Urea: Produced in the Liver as waste from Protein Metabolism with healthy horses recording 20 mg / 100 ml. Any Blood Urea Nitrogen increase indicates  disease in the Kidneys.

Corpuscles / Cells: 3 Classifications / Red, White and Platelets.

Red Blood Cells / RBC / Erythrocytes: contain Haemoglobin to transport Oxygen and is dependent on their Iron and Copper intake and are formed in the Bone Marrow, Liver and Spleen  circulating in the  Blood Stream for approximately 130 days reducing in size as they disintegrate or they are absorbed.  For racehorses taken after a 12 hour rest period from the Jugular Vein and put in bottles / tubes containing an anti - coagulant and cooled down to 4 degrees C - 10 degrees C and the Cell count to be done as soon as  possible and the normal range is 6.5 - 12.5 million per cmm.
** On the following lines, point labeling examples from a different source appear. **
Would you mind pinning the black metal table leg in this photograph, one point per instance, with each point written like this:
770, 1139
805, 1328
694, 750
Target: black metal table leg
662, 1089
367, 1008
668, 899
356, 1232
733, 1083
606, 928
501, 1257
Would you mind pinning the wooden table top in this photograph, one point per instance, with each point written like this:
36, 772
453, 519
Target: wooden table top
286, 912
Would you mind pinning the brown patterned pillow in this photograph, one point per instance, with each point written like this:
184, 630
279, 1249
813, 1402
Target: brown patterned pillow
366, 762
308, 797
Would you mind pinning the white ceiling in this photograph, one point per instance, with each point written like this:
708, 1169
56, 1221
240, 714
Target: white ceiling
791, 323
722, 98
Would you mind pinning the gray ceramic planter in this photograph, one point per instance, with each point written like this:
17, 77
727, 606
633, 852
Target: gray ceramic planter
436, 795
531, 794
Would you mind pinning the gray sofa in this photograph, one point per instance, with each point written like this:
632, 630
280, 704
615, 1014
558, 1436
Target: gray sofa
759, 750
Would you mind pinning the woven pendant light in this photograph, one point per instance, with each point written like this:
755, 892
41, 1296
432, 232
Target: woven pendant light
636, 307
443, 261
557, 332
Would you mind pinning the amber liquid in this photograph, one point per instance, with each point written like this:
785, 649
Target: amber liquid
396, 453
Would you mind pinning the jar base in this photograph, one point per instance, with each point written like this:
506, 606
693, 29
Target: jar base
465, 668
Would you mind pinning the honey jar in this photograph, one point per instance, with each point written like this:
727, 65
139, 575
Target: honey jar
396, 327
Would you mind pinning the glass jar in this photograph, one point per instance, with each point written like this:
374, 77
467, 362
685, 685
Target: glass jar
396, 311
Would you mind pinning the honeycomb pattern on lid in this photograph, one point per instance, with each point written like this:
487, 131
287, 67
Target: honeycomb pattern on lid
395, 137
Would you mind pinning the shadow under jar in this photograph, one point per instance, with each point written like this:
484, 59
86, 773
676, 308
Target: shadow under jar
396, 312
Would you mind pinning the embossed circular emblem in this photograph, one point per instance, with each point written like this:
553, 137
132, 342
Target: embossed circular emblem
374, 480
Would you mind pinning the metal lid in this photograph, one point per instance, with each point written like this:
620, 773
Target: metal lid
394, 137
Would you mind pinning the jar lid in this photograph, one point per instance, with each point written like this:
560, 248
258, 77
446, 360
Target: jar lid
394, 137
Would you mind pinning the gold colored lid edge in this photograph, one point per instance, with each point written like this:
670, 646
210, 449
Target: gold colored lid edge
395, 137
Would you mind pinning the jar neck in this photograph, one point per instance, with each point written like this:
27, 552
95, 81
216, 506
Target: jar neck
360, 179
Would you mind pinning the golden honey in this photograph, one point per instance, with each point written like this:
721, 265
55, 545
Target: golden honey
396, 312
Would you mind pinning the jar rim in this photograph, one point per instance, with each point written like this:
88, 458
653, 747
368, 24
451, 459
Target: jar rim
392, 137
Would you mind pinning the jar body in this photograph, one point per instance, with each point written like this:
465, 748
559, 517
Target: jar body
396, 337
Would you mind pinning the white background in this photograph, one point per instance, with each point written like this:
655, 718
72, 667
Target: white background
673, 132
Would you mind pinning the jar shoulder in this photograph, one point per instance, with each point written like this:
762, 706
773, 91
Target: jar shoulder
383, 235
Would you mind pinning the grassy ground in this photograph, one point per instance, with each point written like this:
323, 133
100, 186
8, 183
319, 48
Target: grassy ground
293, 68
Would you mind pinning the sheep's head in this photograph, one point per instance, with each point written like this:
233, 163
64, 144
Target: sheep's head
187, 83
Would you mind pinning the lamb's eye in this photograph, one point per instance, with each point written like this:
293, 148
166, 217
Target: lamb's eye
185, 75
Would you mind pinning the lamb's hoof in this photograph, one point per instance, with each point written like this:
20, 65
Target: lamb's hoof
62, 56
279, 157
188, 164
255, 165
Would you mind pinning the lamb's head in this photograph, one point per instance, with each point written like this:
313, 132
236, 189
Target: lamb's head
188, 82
A lower count from horses spelling or 12 million plus from dehydrated or fractious horses. Best in the 9 - 11.5 range.

White Blood Cells / WBC: Leucocytes are responsible for the health of the Body controlling the Stress caused by Infections, Immune reactions, Injuries and Allergies. Horses below normal will have a great increase in the number of White Blood Cells. A healthy horse has 5,000 - 10,000 White Blood Cells per cmm made up of Eosinophytes, Lymphocytes, Monocytes  and Neutrophites that indicate the progression or regression of any disease and any count over 10,000 indicates a problem. 

Blood Analysis: 3 Classifications also. *Biochemistry, *Microbiology and *Haematology.    

*Biochemistry: ascertains the Mineral status of the Blood by testing for Electrolytes, Enzymes and Proteins.

*Microbiology: is used to detect Organisms in the Blood to establish Sensitivity and resistance to any Drugs to be used.

Using Vitamin C therapeutically, Infections cannot be resistant to it.

*Haematology: is the complete Red Cell, White Cell and Platelet count.

Haemoglobin / HB: is the Red Cell count. The Respiratory Pigment composed of Globulin  / Protein and Haem Complex containing an Iron Molecule that carriers Oxygen. Normal - 14.6 - 16 g / 100 ml.

Packed Cell Volume / Haematocrit / PCV: Red Cell to Plasma ratio of compressed RBC in a given volume.

Mean Corpuscular Volume / MCV  is the calculated mean size of RBC / Red Blood Cells by dividing PCV / Packed Cell Volume by the number of R.B.C. per cmm.  Used to determine if at its peak, undertrained or requires a spell providing the horse is healthy and not suffering from Anaemia, which is under 30 um x 3.  Normal (40 - 47 u m x 3. Spelled 48 um x 3 - 52 um x 3. Training : Decreases from 40 um x 3 - 47 um x 3. Over Trained: Decreases to 39 um x 3.

Haemoglobin Concentration / MCHC is derived by dividing the Haemoglobin level by the PVC / Packed Volume Cell Volume. Normal 32 - 38.

Mean Corpuscular Content / MCH per Red Blood Cell derived at by dividing the Haemoglobin by the number of Red Blood Cells per cmm. 13 - 18.

Sedimentation Rate / ESR: The Blood is collected in a bottle containing an anti - coagulant so that it will not coagulate into a dark - red jelly substance with a remaining yellow fluid / Serum,  and it separates slowly into a dark red sediment consisting of the Cell constituents of the Blood above which transparent green to yellow fluid accumulates measured in special tubes over 10, 20 and 30 minutes, which reveal the sedimentation rate. 20 - 40 units per hour.

Total White Cells / Leucocytes / WCC.

 In addition there are also Basophils, Eosonophils, Lymphocytes, Neutrophils, Moncytes and Platelets to consider.

N.B: Laboratories can still make mistakes, so a second Sample should be taken if a serious problem seems to persist and this can be sent to another Independent Laboratory.